For an extensive overview of innovative item types in computerized testing one is referred to Parshall, Davey, and Pashley (2000).
Item shells and item cloning
In item-cloning techniques (see, for instance, Bejar, 1993, or Roid & Haladyna, 1982) operational items are derived from “parent items” via one or more transformation rules.
These parent items have been known as “item forms”, “item templates”, or “item shells”, whereas the items generated from them are know now widely known as “item clones”.
Closely related to this approach are so-called “replacement set procedures” (Millman &
Westman, 1989) where test items are generated from a parent item by the computer. In this approach, the computer puts the answers to multiple-choice items in random order, picks distractors from a list of possible wrong answers, and, in numerical problems, substitutes random numbers in a specific spot in the item stem and adjusts the alternatives accordingly.

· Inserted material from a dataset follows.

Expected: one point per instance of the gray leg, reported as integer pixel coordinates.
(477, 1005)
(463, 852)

In this approach, items are generated “on-the-fly”, that is, the computer generates a new version of the item for every student.
An important question is whether clones and items generated-on-the fly from the same parent item have comparable statistical characteristics. Empirical studies addressing this question are reported in, for example, Hively, Patterson and Page (1968), Macready (1983), Macready and Merwin (1973) and Meisner, Luecht and Reckase (1993). The general impression from these studies is that the variability between clones from the same parent is much smaller than between parents, but not small enough to justify the assumption of identical values. Of course, the size of the remaining variability depends on various factors, such as the type of knowledge or skill tested and the implementation of the item cloning technique. Psychometric models for analyzing results of tests based on item shells and clones will be discussed in the next chapter.